The final script configuration utilized 4 script files (Modbus TCP used in Comms script, Data Logging, System Operations, and a MQTT connection script for the URL dashboard connection) that all started on power up.
I decided it was best to break up the main script file as well as the others for them to operate asynchronously.
I utilized the autostart file setup (/home/pi/.config/autostart) I found while researching the best way to start up a script automatically on Pi boot up.
It worked just as I had hoped and would be easily setup even by the greenest of coders.
With an additional fan and some vent holes made in the enclosure necessary for needed air flow and reducing backpressure, both prototype systems were able to run for many hours (full workdays on several instances) at my desk.
The field test went smoothly with both prototypes for a good three-hour run. Then a final overnight test was run with the #1 prototype.
When analyzing the captured data file, it went very smooth. The ambient temperature was even low enough on the factory floor to keep the processor temp down and the fans only turned on and off a couple times to start. They then remained off for the remainder of the trial (22 hours).
Creating the CSV file (for data logging) was just as simple to implement as other components of this system.
With some simple examples and tutorials online and even YouTube, the format was somewhat simple and straightforward.
### Print to a CSV for recording data or system info ###
file = open(“/media/pi/USB_Drive_Name/file location if desired/filename.csv”, “a”)
file.write(“Message to write to file”+”\n”) #file write of message plus a carriage return
file.flush() #clear writing cache
file.close() #close file
The “a” option at the end of the command line specifies the file will be opened and entries will be appended at the end of the file. The file write would look a little different depending on if writing to the data log file or the system message file (as is shown here).

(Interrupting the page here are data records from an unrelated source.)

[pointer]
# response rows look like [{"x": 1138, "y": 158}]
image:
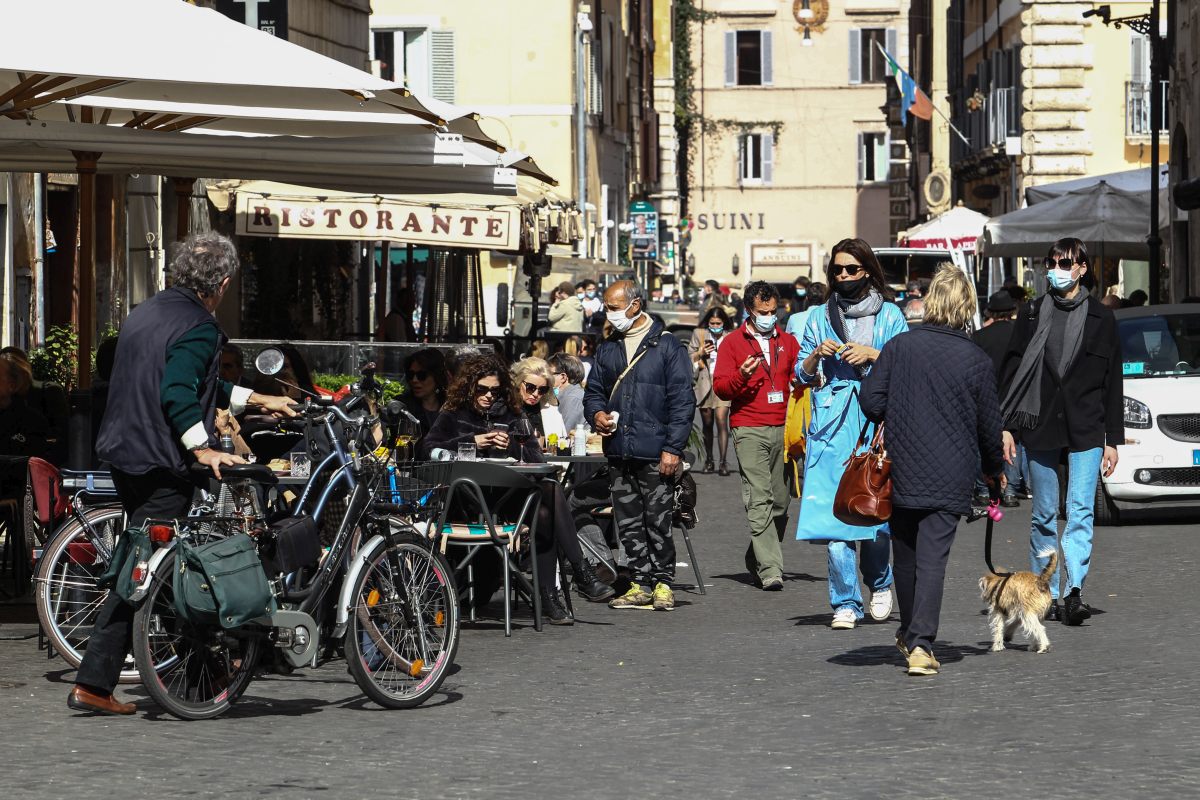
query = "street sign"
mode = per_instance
[
  {"x": 645, "y": 236},
  {"x": 268, "y": 16}
]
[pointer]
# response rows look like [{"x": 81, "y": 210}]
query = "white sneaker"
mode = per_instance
[
  {"x": 881, "y": 605},
  {"x": 844, "y": 619}
]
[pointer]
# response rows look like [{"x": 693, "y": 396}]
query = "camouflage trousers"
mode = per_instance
[{"x": 642, "y": 505}]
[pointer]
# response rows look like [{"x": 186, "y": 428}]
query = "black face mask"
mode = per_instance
[{"x": 852, "y": 289}]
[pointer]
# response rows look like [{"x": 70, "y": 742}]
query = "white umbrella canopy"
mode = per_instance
[
  {"x": 1111, "y": 222},
  {"x": 957, "y": 229}
]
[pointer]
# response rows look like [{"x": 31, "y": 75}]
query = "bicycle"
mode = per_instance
[{"x": 395, "y": 611}]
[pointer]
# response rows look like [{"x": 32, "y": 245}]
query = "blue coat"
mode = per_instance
[
  {"x": 837, "y": 422},
  {"x": 655, "y": 400}
]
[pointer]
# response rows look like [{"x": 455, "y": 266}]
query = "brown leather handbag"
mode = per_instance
[{"x": 864, "y": 493}]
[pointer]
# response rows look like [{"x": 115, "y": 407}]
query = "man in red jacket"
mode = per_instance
[{"x": 755, "y": 365}]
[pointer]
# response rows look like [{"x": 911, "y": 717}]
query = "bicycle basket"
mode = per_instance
[{"x": 420, "y": 486}]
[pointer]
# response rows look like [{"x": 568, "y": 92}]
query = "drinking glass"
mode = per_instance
[{"x": 299, "y": 464}]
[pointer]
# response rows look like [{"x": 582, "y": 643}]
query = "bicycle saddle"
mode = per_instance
[{"x": 257, "y": 473}]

If a new file is needed or the datafile is a single line that gets written over, the “a” would change to a “w”. This same setup was used for the system log, data logging, and output to the Modbus TCP script.
The main file would write (and overwrite) a single line in the modbus.csv file. The script would then read that one line and output the corresponding values out to the Modbus registers.

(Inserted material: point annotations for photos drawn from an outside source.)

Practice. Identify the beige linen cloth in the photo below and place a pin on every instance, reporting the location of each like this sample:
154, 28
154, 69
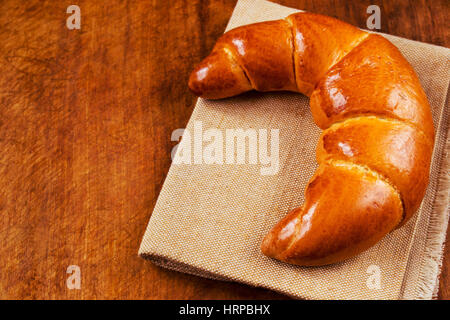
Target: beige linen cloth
210, 219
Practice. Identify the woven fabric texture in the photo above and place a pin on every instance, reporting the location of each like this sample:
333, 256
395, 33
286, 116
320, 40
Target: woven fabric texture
210, 219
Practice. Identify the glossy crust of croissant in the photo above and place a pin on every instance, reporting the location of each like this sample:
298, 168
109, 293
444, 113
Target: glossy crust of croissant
375, 151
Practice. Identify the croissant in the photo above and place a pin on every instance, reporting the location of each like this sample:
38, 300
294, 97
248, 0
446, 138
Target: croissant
375, 149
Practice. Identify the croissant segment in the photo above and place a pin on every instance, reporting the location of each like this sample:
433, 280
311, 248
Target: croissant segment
375, 151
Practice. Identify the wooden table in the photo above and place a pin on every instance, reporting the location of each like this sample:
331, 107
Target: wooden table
85, 123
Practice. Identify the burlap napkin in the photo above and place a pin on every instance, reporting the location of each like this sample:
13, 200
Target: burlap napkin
209, 219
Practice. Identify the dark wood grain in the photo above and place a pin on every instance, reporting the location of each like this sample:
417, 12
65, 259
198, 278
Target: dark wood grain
85, 123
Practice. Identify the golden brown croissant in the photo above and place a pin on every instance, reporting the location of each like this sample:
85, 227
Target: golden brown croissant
375, 151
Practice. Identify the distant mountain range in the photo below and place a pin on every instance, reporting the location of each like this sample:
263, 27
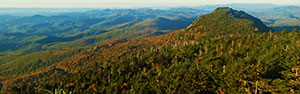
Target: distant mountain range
225, 51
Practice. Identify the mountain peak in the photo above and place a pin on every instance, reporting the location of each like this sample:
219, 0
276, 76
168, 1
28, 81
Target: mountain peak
223, 9
227, 20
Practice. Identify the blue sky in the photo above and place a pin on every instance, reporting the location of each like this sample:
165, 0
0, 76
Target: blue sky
131, 3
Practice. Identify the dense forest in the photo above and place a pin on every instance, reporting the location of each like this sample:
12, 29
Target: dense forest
226, 51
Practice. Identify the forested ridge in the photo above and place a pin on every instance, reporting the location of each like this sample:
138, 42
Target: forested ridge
226, 51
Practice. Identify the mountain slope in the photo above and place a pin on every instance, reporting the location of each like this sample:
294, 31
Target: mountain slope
226, 20
229, 62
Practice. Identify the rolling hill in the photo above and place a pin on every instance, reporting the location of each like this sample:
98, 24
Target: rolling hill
226, 51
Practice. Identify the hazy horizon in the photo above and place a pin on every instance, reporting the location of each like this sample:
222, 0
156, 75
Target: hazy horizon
130, 3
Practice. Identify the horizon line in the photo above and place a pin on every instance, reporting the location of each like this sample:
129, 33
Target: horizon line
140, 6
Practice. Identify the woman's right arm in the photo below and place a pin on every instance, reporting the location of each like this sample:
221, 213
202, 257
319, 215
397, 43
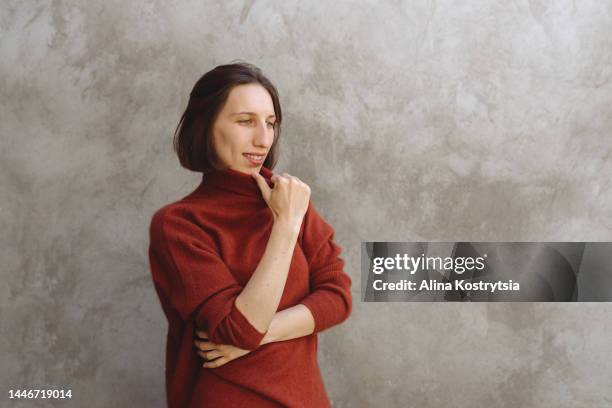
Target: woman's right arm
288, 201
261, 296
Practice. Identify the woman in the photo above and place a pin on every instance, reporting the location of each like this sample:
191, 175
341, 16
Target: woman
244, 263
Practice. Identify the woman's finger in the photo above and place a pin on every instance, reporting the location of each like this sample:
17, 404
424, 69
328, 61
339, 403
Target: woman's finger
205, 345
201, 333
210, 355
215, 363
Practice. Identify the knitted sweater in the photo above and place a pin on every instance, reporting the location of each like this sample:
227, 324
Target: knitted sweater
203, 250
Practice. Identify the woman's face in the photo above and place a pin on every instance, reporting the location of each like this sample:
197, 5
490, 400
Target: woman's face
245, 126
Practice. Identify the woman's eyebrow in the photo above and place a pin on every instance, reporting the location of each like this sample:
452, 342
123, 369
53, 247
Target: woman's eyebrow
251, 113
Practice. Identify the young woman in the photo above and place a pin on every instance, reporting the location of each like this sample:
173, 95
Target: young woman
246, 270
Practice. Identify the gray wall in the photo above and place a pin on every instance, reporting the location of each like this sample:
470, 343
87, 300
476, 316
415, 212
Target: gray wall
413, 121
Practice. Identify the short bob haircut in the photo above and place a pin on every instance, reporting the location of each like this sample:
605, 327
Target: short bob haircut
193, 135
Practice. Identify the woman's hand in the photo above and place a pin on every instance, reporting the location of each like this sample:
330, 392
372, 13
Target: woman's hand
220, 354
288, 200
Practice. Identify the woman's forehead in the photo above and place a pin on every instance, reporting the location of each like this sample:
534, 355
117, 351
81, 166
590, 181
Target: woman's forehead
251, 98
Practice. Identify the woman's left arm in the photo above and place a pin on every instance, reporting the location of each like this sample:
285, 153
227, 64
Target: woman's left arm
329, 300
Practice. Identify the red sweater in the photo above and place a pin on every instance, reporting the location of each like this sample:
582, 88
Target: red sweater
203, 250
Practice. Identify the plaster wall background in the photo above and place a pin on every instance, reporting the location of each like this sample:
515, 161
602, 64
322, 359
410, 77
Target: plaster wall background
411, 121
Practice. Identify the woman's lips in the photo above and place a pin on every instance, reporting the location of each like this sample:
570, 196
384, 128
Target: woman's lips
254, 159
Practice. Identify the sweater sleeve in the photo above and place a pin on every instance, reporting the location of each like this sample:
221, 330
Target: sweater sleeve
189, 273
329, 300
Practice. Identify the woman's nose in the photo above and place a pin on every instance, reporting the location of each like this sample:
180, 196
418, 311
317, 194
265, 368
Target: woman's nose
263, 136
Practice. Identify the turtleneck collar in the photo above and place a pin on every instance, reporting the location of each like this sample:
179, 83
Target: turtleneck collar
234, 181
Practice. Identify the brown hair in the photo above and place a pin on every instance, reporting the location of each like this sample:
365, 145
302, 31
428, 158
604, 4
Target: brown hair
193, 135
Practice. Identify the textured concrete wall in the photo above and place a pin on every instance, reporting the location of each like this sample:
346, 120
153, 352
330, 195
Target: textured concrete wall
416, 120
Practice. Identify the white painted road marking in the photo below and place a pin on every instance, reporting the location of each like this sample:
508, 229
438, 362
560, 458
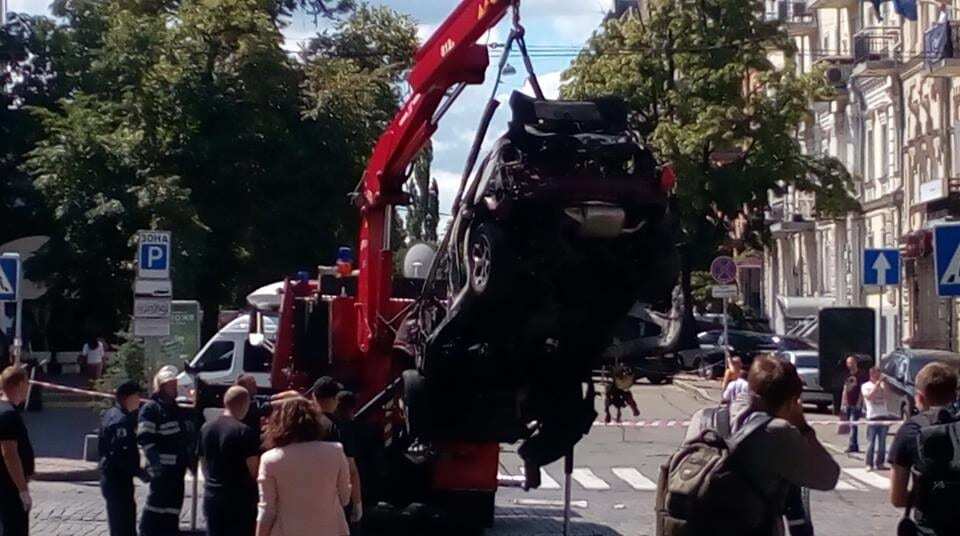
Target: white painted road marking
634, 478
588, 480
876, 480
546, 481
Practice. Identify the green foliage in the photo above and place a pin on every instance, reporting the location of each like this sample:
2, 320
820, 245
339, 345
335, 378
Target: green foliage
127, 363
189, 115
708, 99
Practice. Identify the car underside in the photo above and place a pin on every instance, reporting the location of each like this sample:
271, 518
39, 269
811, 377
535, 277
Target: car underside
561, 231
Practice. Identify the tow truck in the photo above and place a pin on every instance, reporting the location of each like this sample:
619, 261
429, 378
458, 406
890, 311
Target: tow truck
345, 322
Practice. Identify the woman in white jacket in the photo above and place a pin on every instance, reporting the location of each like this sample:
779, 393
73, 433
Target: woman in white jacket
304, 481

This project was fun as well as challenging to work through to completion. Watching the two prototypes simultaneously communicate over VNC to a laptop, Wi-Fi to the dashboard, and over Modbus TCP to a Mitsubishi HMI was very rewarding.
I can obviously never include every little detail in a writeup like this, so feel free to post questions or email me ( cntrlengr at hotmail dot com ) and I will do my best to answer the questions or help in any way I can.

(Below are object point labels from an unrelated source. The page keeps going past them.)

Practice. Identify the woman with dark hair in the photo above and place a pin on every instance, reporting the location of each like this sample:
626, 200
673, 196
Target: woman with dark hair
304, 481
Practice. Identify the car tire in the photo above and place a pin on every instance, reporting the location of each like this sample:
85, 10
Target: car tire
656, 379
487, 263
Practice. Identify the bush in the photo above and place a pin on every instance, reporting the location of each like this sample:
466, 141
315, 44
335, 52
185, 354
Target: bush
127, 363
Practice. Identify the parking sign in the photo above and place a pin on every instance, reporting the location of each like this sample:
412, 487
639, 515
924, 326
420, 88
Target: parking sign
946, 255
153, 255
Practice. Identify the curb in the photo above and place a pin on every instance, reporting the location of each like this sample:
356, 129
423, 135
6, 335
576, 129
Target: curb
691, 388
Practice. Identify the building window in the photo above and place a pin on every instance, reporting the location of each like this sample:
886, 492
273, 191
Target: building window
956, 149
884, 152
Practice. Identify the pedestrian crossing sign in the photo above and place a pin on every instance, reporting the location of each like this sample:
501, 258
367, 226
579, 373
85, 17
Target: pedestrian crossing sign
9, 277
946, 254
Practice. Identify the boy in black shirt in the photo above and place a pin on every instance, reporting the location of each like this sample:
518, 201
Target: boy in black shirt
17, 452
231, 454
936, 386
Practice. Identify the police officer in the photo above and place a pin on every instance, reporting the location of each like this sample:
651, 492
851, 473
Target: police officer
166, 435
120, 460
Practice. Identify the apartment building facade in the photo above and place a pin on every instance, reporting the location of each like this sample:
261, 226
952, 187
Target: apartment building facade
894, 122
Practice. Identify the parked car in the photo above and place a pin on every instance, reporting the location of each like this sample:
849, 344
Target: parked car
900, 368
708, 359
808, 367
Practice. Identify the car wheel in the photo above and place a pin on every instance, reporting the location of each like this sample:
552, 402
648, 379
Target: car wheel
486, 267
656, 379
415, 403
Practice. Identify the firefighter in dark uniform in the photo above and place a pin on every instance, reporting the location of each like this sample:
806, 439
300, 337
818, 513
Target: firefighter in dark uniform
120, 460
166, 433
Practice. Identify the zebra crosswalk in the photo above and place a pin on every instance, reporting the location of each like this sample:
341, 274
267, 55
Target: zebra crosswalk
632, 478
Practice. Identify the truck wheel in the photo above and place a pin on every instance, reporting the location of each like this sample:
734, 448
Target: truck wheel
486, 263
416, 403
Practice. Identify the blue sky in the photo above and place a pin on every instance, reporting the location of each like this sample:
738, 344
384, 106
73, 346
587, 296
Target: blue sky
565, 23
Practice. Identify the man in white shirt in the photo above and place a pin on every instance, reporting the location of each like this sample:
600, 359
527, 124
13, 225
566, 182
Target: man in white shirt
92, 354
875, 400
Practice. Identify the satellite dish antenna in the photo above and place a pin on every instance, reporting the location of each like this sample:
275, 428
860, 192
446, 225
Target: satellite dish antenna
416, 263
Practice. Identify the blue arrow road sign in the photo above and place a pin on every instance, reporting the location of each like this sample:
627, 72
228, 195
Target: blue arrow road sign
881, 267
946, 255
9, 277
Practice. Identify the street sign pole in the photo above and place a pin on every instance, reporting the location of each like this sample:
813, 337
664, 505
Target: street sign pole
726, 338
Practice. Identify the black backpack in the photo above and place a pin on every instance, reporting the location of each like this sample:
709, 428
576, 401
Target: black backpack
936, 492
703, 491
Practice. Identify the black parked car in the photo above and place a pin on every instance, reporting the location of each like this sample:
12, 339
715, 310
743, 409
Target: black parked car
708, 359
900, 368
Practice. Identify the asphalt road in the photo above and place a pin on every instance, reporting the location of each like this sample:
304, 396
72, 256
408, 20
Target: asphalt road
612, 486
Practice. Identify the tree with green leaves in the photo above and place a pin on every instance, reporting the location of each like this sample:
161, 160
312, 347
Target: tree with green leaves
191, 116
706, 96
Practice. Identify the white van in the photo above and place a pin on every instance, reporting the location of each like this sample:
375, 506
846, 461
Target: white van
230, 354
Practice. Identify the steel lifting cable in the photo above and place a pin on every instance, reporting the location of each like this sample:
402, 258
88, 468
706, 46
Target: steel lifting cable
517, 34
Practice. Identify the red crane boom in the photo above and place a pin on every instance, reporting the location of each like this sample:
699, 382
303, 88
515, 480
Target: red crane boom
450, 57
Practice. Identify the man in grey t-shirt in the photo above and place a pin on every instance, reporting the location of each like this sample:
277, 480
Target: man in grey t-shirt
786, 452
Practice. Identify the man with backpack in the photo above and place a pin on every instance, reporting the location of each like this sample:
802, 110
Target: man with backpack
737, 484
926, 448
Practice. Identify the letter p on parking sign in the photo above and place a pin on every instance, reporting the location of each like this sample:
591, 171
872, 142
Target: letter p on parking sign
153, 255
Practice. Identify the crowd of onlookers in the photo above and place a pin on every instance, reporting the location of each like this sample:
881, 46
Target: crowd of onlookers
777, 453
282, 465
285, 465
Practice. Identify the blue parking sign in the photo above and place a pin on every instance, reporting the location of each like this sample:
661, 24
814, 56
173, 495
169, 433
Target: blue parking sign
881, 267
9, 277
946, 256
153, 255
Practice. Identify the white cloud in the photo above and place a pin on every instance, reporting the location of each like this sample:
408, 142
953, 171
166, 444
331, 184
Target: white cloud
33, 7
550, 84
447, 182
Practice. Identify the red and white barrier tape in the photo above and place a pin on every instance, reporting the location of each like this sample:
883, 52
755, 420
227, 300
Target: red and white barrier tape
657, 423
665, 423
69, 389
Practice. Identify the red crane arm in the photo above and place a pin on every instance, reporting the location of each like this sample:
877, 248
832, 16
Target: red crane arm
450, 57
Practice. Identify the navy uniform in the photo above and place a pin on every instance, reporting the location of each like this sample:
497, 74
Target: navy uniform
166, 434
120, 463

Don’t be discouraged to try your own Raspberry Pi industrial project. I feel it has a great niche in respect to some R&D prototyping, automating a single process, or even a complete shop floor. There are so many examples of currently running projects but go ahead and try something new!
Thanks for reading this short series I created during and after my Senior Design project made as part of completing my B.Sc. in EET at Purdue Fort Wayne (completed as of May 12th, 2021).
I would like to say a special thanks to Fort Wayne Metals for making it possible to return to school, for some of the funding of the project, and allowing me to run the prototypes on the shop floor to help monitor an existing process.